A number of my conversations yesterday turned around the idea of taking action towards a larger goal while being overwhelmed with day-to-day work. This kind of “everything is on fire” operating is demoralizing - the team only achieves a proportion of the work they know needs to be done, and they will rarely do the surprising work which wins plaudits.
It also promotes tunnel vision. The book Scarcity describes the tunnelling that occurs to people under conditions of scarcity, and notes that it happens across many different types of scarcity - not just the things low on Maslow’s heirarchy of needs.
In this case, the scarcity is time, but the tunnel vision impedes the kind of laddering up of perspective that is needed to really make meaningful changes. The team’s focus is entirely on managing their backlog, preventing new things being added and finding ways of casting off old commitments.
In a lean sense, these problems often seem to be flow problems, caused by siloing and misaligned incentives. The organizational structure is such that no one has a full perspective of the value chain, and therefore no one is in a position to resolve these kind of mismatches.

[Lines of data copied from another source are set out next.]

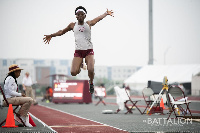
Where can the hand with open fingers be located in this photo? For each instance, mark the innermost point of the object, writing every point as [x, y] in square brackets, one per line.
[47, 38]
[110, 12]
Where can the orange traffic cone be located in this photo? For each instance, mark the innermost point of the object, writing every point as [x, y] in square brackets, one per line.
[162, 104]
[10, 122]
[31, 121]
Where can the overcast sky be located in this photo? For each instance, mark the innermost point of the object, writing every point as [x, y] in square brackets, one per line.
[122, 40]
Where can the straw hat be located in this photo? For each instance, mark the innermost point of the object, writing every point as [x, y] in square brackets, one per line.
[13, 68]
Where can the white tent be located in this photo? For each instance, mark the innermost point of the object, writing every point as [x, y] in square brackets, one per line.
[174, 73]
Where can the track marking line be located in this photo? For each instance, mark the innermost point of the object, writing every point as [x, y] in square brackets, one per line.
[83, 118]
[81, 126]
[45, 125]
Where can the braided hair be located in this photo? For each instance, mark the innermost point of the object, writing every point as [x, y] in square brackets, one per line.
[80, 7]
[13, 75]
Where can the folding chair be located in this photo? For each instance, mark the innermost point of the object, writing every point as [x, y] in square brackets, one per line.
[121, 97]
[147, 92]
[14, 110]
[156, 87]
[175, 92]
[132, 102]
[100, 94]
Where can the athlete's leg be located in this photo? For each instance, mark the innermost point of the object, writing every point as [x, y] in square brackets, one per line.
[90, 66]
[76, 64]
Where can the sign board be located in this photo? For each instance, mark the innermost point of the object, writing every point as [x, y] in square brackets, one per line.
[71, 91]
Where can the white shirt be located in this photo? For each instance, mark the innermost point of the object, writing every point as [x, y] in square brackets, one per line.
[10, 88]
[27, 81]
[82, 34]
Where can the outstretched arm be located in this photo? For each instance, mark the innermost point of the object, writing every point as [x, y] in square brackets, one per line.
[94, 21]
[47, 38]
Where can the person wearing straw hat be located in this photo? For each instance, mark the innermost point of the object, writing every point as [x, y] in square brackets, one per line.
[15, 98]
[27, 85]
[83, 44]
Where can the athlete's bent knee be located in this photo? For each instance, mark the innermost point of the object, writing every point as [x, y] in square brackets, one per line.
[73, 73]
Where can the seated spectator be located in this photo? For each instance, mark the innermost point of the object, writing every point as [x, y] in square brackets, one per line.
[15, 98]
[49, 94]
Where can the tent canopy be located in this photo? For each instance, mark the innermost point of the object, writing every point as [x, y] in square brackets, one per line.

When you combine structural problems with tunnel vision you have a recipe for a really unpleasant and very ineffectual work environment. The only way out is bringing together people who have a view of the different parts of the process, building enough respect and trust between them that they are genuinely curious about each other’s perspective, and then defining goals with them that are bigger than any one group. This is significantly easier said than done.